Supporters of such indicators usually also favor government accountability and fiscal sustainability. The use of an “index of fiscal illusion” to assess how transparent and accountable a government is regarding its spending could help improve long-term financial sustainability. Academics have tried to create such an index, but the results have gained little traction. In any case, ratings agencies and investors regularly assess countries’ financial sustainability.
Battle of the indexes
Which index will win out? There are two broad potential scenarios.
One is that King GDP will not be dethroned. Its role as a cornerstone metric in various official calculations will solidify its position for the foreseeable future. Competition among the other metrics makes it more difficult for any of them to gain a foothold. The ability to use complementary measures (such as the Gini coefficient for inequality) to refine GDP strengthens its claim. In this scenario, GDP will dominate for a while, though possibly with improvements like adding the complements mentioned above.
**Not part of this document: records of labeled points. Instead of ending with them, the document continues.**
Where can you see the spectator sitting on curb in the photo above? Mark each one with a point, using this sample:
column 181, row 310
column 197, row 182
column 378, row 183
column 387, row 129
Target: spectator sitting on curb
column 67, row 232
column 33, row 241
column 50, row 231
Another perspective sees GDP losing ground due to political agendas in various countries. When those in power see that different metrics can bolster their political philosophies, they may begin to cast GDP aside. The other measures will gain ground, regardless of how methodologically questionable they may be. The recently popular measure of “carbon footprint” is a good example. Energy sources that emit less carbon dioxide (such as diesel, nuclear power or electric batteries) can produce significant pollutants or other dangers.
Political actors can resort to conveying a false impression of environmental friendliness or social benefits (known respectively as “greenwashing” and “social washing”) to gain economic or geopolitical leverage. Bureaucracies have a vested interest in promoting their own favored measure of welfare, since its adoption would likely increase their power to regulate and receive funding.
The Covid-19 crisis could favor either scenario, depending on the country. Those that experience a strong economic recovery will be happy to stick with GDP as their measure of choice. In those with moribund economies, politicians may want to find new performance metrics, such as environmental sustainability or inequality, to distract attention from their economic failures. Whichever of these two groups outweighs the other will tip the balance for or against GDP. Perhaps the “Great Reset” narrative will also reset how we measure our well-being.